Cidadãos de Pilar: o presente manifesto tem por finalidade protestar contra o sacrifício de nosso saudoso Frederico. Quem era Frederico, cidadãos? Dizer que ele era um bode é pouco. Frederico era um bode, sim, descendente daqueles bravos bodes que enfrentaram corajosamente a aridez da caatinga nordestina; mas era também um pioneiro. Frederico foi o primeiro representante do rebanho caprino nacional a entrar para a política. Frederico era nosso candidato à Prefeitura de Pilar. E tudo indica, cidadãos, que seria eleito, não tivesse sua existência terminado de forma tão abrupta. Frederico morreu jovem, no início mesmo do que seria uma vertiginosa carreira.

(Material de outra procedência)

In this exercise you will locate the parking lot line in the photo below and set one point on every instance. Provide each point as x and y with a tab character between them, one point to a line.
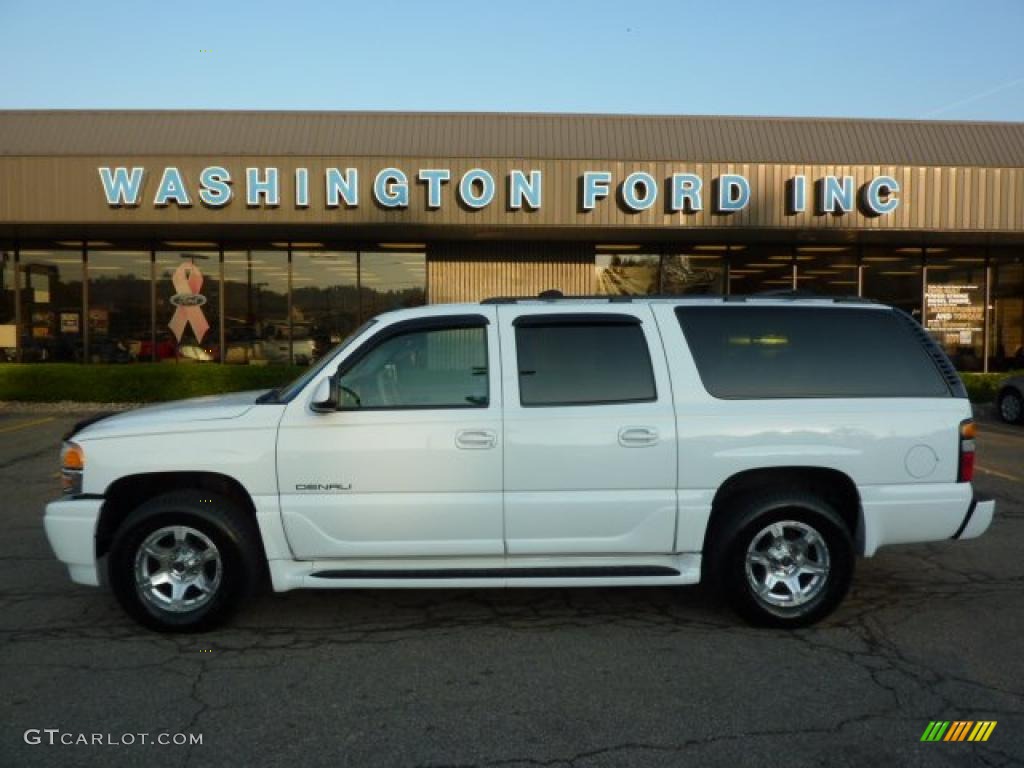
26	424
1004	475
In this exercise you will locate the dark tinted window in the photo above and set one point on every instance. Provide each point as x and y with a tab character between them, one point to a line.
583	363
800	351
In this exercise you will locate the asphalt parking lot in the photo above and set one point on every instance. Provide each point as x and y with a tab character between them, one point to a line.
601	677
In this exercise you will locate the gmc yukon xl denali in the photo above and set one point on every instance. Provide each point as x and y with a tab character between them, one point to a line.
761	443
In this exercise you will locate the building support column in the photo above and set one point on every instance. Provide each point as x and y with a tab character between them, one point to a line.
85	303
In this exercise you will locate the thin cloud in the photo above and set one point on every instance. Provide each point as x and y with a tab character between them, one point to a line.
975	97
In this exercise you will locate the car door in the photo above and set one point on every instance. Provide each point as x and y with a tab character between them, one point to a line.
411	463
590	434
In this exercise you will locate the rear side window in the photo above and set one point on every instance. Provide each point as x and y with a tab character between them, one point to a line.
587	360
749	352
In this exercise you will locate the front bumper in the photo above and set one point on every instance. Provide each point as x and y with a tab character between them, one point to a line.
71	527
977	520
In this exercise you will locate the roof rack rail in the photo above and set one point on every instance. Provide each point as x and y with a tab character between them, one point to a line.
553	295
801	294
559	296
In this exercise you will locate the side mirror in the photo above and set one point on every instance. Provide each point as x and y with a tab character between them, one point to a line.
326	396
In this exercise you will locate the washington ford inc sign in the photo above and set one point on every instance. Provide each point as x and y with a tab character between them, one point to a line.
477	188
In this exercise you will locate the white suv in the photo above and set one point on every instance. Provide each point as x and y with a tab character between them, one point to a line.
761	443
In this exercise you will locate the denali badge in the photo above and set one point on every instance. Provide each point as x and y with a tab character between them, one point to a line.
324	486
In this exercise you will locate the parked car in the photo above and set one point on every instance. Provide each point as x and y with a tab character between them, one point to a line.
274	346
761	444
1010	400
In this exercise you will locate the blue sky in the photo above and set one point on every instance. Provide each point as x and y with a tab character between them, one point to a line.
898	58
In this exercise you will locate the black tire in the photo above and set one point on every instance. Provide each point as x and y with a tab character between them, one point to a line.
1011	407
235	570
749	519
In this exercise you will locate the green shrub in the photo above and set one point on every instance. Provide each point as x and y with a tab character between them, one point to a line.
143	382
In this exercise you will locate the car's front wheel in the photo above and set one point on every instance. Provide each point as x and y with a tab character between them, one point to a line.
184	560
783	560
1011	407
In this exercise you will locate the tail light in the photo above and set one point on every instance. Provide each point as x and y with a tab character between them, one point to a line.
965	471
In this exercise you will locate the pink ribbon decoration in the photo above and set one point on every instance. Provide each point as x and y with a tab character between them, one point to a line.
186	281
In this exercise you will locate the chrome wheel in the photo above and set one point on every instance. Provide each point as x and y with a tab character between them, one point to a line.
1011	407
177	568
786	564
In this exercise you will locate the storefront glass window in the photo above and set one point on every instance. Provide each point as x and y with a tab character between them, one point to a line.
8	329
119	306
187	320
828	270
759	268
692	271
51	305
392	281
627	273
325	303
892	275
1007	310
256	306
954	303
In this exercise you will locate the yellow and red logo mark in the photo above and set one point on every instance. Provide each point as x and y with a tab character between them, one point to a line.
958	730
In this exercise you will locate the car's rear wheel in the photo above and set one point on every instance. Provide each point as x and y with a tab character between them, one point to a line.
782	560
1011	407
184	560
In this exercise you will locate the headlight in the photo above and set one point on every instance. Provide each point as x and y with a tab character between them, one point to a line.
72	464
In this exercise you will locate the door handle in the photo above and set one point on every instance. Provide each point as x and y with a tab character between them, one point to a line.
475	439
637	436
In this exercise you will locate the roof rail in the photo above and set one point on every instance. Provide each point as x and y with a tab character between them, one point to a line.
626	299
558	296
801	294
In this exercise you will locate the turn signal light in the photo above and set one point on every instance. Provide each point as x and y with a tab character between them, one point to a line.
72	464
965	471
72	457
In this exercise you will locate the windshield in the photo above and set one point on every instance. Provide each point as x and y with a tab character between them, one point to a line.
286	392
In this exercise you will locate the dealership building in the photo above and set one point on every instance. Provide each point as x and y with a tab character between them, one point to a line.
259	238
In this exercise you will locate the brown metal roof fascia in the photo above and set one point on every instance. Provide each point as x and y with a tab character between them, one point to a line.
711	139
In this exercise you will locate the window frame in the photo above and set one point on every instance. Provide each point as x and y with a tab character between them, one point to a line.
570	320
404	328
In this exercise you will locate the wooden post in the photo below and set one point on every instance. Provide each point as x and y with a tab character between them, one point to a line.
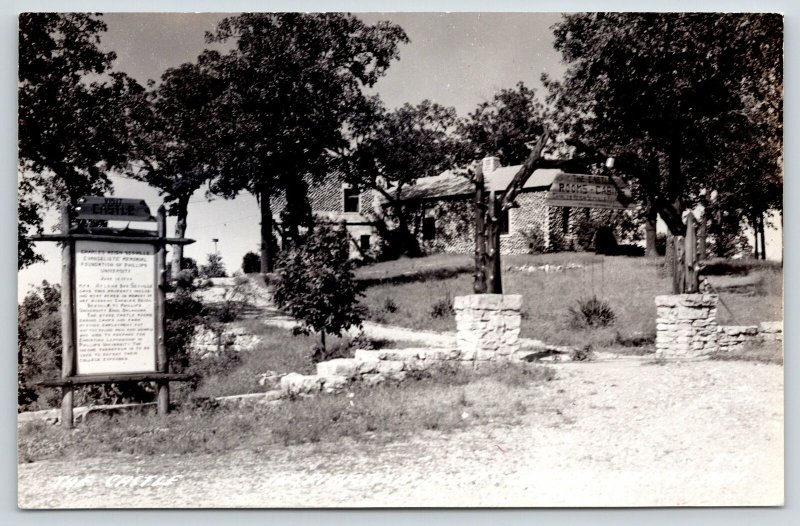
495	282
162	361
690	256
702	234
67	318
479	285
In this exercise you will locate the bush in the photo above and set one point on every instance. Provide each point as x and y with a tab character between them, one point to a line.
389	305
661	244
443	308
214	268
591	312
251	263
39	357
316	284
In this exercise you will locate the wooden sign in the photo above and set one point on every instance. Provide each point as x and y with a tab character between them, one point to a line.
113	209
115	307
588	191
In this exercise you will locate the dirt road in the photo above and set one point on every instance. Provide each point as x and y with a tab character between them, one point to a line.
629	434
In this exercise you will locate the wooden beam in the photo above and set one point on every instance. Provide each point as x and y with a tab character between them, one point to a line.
67	318
162	359
161	240
479	285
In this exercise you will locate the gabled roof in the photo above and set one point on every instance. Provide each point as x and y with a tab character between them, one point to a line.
447	184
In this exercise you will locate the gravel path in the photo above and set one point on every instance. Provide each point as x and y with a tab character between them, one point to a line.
628	434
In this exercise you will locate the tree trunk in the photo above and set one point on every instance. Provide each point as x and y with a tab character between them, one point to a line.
180	231
702	233
479	286
650	232
495	282
267	256
756	253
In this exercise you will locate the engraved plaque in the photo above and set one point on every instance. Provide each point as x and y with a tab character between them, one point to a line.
115	296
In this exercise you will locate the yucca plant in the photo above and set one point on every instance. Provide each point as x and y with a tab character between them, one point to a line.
591	312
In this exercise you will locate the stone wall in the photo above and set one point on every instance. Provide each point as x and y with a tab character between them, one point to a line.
455	227
686	326
375	367
488	324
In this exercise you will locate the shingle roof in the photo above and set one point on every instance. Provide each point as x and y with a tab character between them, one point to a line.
448	184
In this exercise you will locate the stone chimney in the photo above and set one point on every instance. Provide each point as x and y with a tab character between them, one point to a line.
490	164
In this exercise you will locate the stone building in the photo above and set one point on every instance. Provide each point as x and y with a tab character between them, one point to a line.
334	201
443	213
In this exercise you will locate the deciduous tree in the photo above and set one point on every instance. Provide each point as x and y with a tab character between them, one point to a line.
292	80
691	95
177	143
316	283
74	114
390	150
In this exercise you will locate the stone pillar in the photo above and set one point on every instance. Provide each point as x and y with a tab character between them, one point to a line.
686	325
487	325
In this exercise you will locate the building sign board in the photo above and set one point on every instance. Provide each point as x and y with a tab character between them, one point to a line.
113	209
588	191
115	307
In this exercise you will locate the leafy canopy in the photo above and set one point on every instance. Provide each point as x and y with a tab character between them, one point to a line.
504	126
696	96
292	80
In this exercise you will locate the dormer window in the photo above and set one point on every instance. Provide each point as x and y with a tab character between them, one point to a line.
351	198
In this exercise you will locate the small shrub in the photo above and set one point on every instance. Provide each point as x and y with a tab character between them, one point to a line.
214	268
443	308
581	355
534	239
251	263
591	312
389	305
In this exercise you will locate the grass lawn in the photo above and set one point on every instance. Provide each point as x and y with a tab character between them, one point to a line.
627	284
280	351
764	352
378	414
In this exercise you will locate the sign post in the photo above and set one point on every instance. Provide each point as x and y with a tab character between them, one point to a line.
113	301
588	191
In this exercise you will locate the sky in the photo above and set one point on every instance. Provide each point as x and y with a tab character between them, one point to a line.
454	59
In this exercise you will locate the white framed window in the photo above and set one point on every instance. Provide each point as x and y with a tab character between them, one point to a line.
351	198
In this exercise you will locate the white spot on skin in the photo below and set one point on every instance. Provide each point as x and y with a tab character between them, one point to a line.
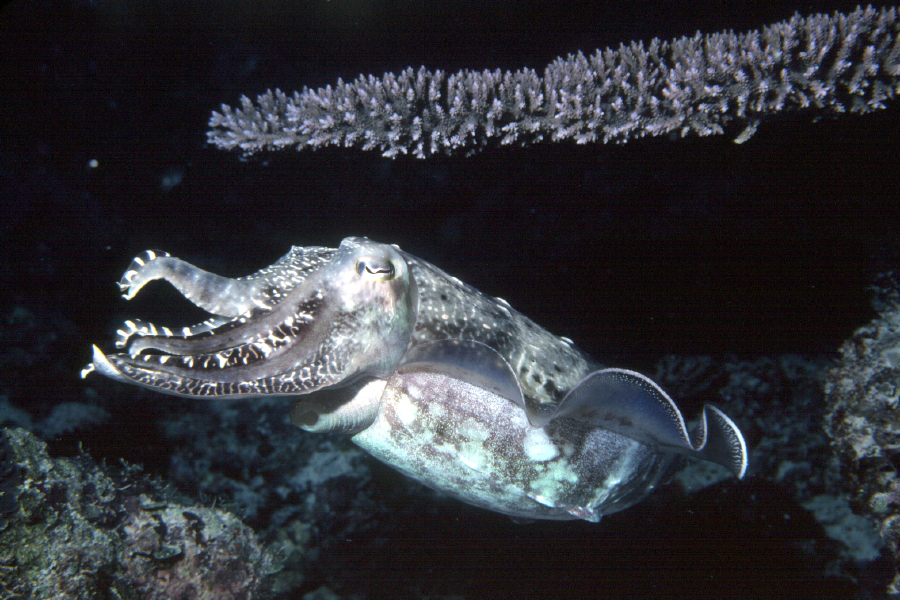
407	411
538	446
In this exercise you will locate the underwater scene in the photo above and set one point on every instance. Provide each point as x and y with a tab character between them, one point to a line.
388	299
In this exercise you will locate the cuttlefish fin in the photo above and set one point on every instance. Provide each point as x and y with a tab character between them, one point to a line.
634	406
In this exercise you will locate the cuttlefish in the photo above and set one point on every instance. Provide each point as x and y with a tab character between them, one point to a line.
452	387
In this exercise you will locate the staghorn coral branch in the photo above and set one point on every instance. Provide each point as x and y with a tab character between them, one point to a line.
829	63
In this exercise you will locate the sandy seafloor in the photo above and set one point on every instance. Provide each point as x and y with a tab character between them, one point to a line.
730	273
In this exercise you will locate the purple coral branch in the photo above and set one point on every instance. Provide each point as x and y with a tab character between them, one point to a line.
832	64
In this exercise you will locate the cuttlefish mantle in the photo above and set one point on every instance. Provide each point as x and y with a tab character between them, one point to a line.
450	386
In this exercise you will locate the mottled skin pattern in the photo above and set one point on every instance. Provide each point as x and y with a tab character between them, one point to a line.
546	365
480	448
449	385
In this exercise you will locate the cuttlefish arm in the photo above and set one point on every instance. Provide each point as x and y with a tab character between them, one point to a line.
226	298
336	316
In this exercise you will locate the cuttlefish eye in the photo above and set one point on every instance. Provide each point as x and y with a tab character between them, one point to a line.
375	269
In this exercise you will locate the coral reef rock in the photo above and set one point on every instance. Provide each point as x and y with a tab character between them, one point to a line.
71	529
863	420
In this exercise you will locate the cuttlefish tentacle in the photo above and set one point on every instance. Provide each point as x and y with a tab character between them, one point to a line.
308	339
233	301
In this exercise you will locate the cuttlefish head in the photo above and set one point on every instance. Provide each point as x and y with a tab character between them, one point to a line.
318	318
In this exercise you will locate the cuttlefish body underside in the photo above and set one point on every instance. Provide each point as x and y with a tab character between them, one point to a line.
450	386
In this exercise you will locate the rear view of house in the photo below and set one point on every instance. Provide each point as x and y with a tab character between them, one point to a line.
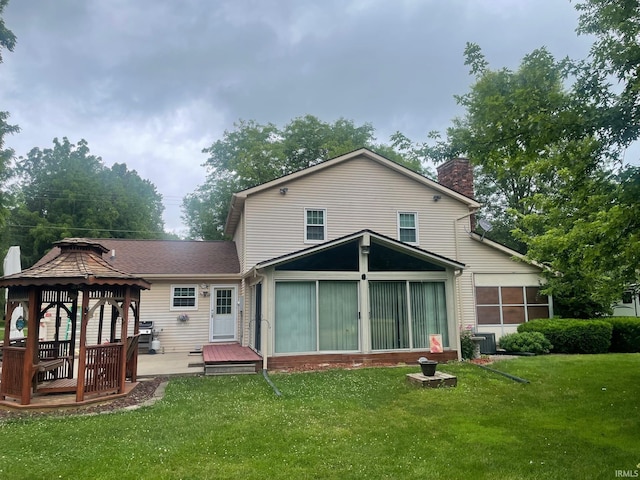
356	259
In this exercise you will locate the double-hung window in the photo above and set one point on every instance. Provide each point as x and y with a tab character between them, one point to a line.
183	297
408	227
315	225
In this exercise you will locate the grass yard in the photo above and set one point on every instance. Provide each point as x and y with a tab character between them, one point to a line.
578	418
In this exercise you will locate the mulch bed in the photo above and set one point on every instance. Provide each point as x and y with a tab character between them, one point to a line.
141	393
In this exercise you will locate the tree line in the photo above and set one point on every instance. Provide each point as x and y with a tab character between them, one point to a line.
547	142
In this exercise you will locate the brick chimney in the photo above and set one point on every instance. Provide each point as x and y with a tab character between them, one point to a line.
457	174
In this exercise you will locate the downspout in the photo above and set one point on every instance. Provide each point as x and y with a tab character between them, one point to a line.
457	277
265	342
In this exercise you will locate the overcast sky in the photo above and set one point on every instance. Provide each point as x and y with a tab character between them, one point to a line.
152	82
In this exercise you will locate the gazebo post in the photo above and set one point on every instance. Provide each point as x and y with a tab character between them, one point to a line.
82	361
31	350
11	306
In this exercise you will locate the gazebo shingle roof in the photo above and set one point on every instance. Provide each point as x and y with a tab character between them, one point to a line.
166	257
74	261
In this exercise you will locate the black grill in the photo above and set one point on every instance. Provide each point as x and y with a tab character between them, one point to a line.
144	342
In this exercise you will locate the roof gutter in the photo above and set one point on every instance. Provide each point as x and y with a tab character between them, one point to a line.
457	277
200	276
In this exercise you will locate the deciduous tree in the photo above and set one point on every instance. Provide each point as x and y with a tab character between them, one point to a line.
65	191
253	153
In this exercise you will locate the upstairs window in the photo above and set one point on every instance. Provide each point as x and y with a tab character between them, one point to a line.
408	227
315	225
183	297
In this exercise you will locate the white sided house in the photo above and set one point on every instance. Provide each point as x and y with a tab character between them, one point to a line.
193	299
356	259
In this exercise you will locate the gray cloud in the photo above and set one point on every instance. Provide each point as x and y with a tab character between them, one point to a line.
152	82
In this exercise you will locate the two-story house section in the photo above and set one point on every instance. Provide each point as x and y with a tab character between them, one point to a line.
361	259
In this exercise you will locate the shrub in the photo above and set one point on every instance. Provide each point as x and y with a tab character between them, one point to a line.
572	335
625	337
532	342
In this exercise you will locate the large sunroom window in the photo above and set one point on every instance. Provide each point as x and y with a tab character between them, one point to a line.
404	314
316	316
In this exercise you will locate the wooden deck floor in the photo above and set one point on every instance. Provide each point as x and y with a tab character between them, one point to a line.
228	353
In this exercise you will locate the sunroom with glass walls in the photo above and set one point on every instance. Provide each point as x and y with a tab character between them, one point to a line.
389	299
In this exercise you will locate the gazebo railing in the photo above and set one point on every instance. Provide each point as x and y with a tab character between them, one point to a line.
48	351
102	372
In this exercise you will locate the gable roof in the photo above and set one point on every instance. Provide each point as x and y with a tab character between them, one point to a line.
383	239
238	198
167	258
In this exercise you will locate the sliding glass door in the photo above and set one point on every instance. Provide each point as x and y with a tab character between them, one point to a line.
316	316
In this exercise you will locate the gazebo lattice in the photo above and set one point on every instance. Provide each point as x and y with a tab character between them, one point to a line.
77	284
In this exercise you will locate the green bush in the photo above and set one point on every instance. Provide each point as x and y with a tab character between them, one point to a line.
573	335
625	337
532	342
467	347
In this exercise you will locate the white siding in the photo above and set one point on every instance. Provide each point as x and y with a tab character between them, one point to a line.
360	194
238	238
357	195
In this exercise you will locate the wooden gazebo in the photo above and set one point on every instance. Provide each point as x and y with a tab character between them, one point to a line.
78	284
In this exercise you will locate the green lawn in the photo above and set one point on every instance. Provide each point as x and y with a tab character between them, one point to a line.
578	418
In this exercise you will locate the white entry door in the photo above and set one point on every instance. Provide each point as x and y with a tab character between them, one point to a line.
223	314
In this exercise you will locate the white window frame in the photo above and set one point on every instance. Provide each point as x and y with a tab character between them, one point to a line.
324	233
172	297
415	217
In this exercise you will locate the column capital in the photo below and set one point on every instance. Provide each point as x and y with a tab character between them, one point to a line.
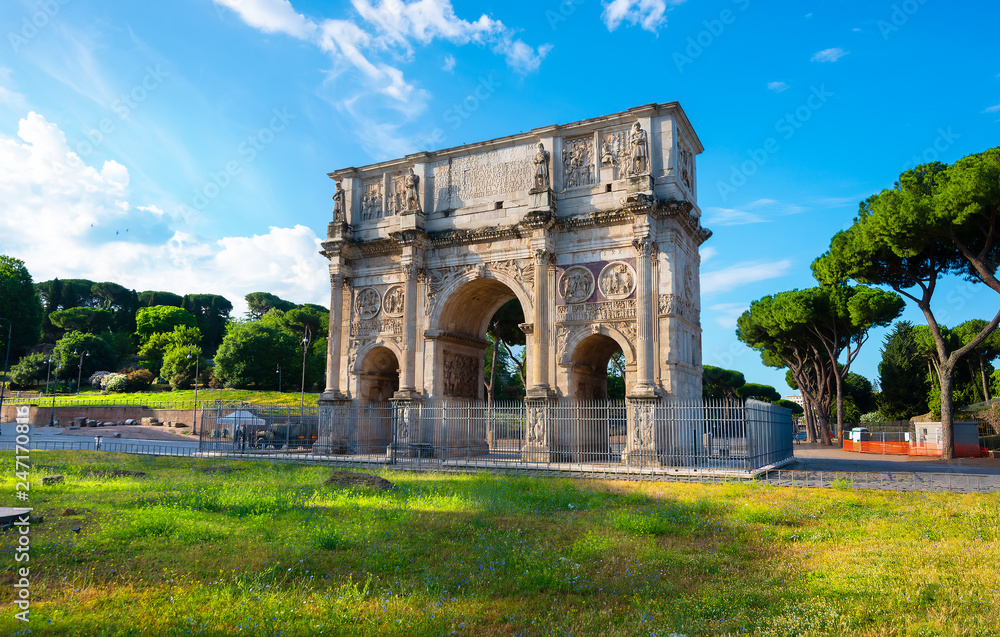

E aí nós temos todo o direito, cidadãos, de levantar uma série de suspeitas. Frederico não estava doente. Poucas horas antes do infortunado óbito ele foi visto mastigando, com todo o apetite, duas espigas de milho, presente de um fã. E logo depois agonizava. Pergunta-se: não terá sido o nosso candidato envenenado? Não terão seus inimigos seguido o exemplo dos sinistros Borgias da política italiana, que pelo veneno liquidavam seus adversários?
Juntemos os fatos, cidadãos. A candidatura de Frederico despertou rancores, ressentimentos. Era, afinal, o representante de uma humilde categoria; com ele, os animais deste país -os jegues, os bois de piranha, os papagaios de pirata, os perus que morrem na véspera, os galos de rinha, tantas criaturas sacrificadas pela arrogância e o egoísmo de alguns ditos seres humanos-, esses animais teriam vez. O que se configurava numa possibilidade inaceitável para alguns. "Vai dar bode", era uma frase que se ouviu muitas vezes em nossa cidade, nas últimas semanas. Cidadãos, para bom entendedor, meia palavra basta. O que eles queriam, evidentemente, era que não desse bode algum em Pilar. Quem? Os cabras, se permitem o trocadilho. Os cabras da peste que integravam a oposição a Frederico. Tanto isso é verdade que uma carreata de apoio a nosso candidato foi atacada covardemente. Frederico escapou ileso aos tiros. E preparava-se para comparecer ao "Jô Soares Onze e Meia", onde sem dúvida eclipsaria até o ministro Serjão. Seus balidos ressoariam por todo o país.
Agora nada disso será mais possível, cidadãos. Frederico, o bode político, já não está entre nós. Mas lá do assento etéreo onde subiu vigia a nossa terra e continua a nos inspirar. Um dia, milhares de bodes entrarão na Prefeitura de Pilar e tomarão o poder. E Frederico, o mártir da democracia, vencerá enfim.